At a time, when the Lord Mayor should be showing leadership and lobbying for well-paid, long-term, sustainable jobs for Newcastle he sits on the fence and ties in Newcastle as "a mining town".
Newcastle is not a mining town and the coal industry in the Hunter has been in decline (in terms of jobs) for years. The Lord Mayor is seriously out of step with his constituency and is speaking contrary to Council's adopted policies.
Now is not the time for delay! On the contrary, it is time for real action and Newcastle should be leading the way.
Here's what was said in The Australian.
THE mayors of three of the nation's biggest mining cities have demanded Kevin Rudd delay introducing carbon emissions trading, warning it will smash jobs and seriously damage key regional areas.
The mayors of the traditional Labor strongholds of Newcastle, Gladstone and Mount Isa have called for the emissions trading scheme to be put off.
And the managing director of Frontier Economics, Danny Price, who conducted still-secret modelling for the NSW Treasury on the Rudd Government's plan, said the impact of the scheme across industrial regions, including central Queensland, the Hunter and Illawarra in NSW and Victoria's Gippsland, would be "very high" and "very severe".
"In those regions, the effect on regional GDP would be many, many times more than the national effect forecast by the Treasury, which predicted an ETS would cut 0.1 per cent of average annual growth," Mr Price said.
The growing opposition to the Rudd Government's ETS came as the Opposition intensified its attack on the scheme as a job destroyer, with Malcolm Turnbull declaring the Coalition would not vote for the ETS in its current form.
After the Opposition Leader's weekend declaration that the Coalition would not support a 2010 start-up date or the current design of the Rudd plan, the Government has become increasingly isolated on its support for the scheme.

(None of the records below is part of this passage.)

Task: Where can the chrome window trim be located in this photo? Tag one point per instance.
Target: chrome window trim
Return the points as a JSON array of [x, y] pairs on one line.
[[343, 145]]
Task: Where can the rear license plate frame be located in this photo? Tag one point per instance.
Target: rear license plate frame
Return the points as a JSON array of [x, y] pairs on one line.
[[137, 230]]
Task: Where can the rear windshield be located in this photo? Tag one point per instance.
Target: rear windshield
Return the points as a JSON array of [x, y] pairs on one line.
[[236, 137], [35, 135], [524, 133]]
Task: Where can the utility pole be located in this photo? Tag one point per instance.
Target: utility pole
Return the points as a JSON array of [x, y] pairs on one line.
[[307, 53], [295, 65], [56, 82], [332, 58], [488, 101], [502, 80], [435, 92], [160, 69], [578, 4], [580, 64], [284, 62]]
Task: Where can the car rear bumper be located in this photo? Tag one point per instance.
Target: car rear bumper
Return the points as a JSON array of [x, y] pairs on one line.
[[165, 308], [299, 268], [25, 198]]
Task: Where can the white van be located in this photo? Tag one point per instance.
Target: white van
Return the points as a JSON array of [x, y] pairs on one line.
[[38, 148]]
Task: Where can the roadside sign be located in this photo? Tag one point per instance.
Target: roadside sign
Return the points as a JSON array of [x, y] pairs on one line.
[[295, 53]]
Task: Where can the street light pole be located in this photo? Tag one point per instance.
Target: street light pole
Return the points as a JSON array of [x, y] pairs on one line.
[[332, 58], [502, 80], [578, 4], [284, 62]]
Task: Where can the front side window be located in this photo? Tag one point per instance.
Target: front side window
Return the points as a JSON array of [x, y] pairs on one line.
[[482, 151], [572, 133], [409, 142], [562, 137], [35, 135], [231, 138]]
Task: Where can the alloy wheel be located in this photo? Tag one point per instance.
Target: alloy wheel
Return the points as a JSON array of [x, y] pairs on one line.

Newcastle Lord Mayor John Tate said any sensible person had to be concerned about climate change, but he saw no harm in delaying the introduction of the ETS while also pursuing alternative energy sources and developing technologies to reduce emissions from coal.
"I just can't understand why you would put that sort of impost on Australian industry and agriculture at a time when we are trying to compete with the world," Mr Tate said.
"I would urge the Government to consider the economic future and the job future of our citizens. Don't bring an impost on business large or small that's going to affect the viability of those businesses. It's just like another tax."
Mr Tate said Newcastle was faring reasonably well in the current economic climate because the federal and state governments were funding massive infrastructure spending, including a new coal loader at the city's port, works to deepen the south arm of the Hunter River and more than $580million on rail improvements. The spending was designed to boost the city's capacity to export coal.
Mount Isa Mayor John Molony said mines in his community employed 4000 people, including 300 apprentices.
"I believe the ETS should be held in abeyance until the economic downturn is over," Mr Molony said.
Mr Molony said copper and lead smelting and copper refining in Mt Isa and Townsville added major value to the nation's exports and would be severely hindered by emissions trading.
Stressing that the problem of climate change required global action, he said it made sense to delay Australia's contribution to reducing emissions until it was clear what action other nations would take.
Gladstone Mayor George Creed, whose city's port is the exit point for massive coal exports from central Queensland, said the ETS would damage his community's industrial viability at a time it could least be afforded.
Mr Creed said mines and heavy industry in Gladstone were already shedding jobs, and Australia's total carbon emissions accounted for a fraction of the world's output.
"We are not going to hurt anything in the world if we wait for another year or two," Mr Creed said.
Latrobe Mayor Lisa Price, who represents an area that includes three open-cut brown coal mines, said her community was sitting on 500 years' worth of coal supplies and would not accept emissions trading without clear undertakings on structural adjustments to replace the jobs lost in mining.
The mayors spoke out as independent senator Nick Xenophon said the Government's legislation was doomed in the Senate, given that all parties on the cross benches believed it to be fundamentally flawed.
During a sustained question-time attack on the claimed job-destroying consequences of the ETS, Mr Turnbull suggested the scheme should be shelved until the outcome of the UN climate change negotiations in Copenhagen later this year were known.
The Opposition Leader said the Government should not commit itself before the administration of US President Barack Obama clarified the details of its proposed emissions scheme.
Mr Turnbull cited a confidential briefing from coalmining giant Xstrata predicting that the scheme would force the closure of up to four mines and cost 1000 jobs, most of them in Queensland.
But Mr Rudd said the Government was determined to act on climate change, saying the economic costs of inaction would be far greater than the costs of action, particularly for a hot and dry nation such as Australia.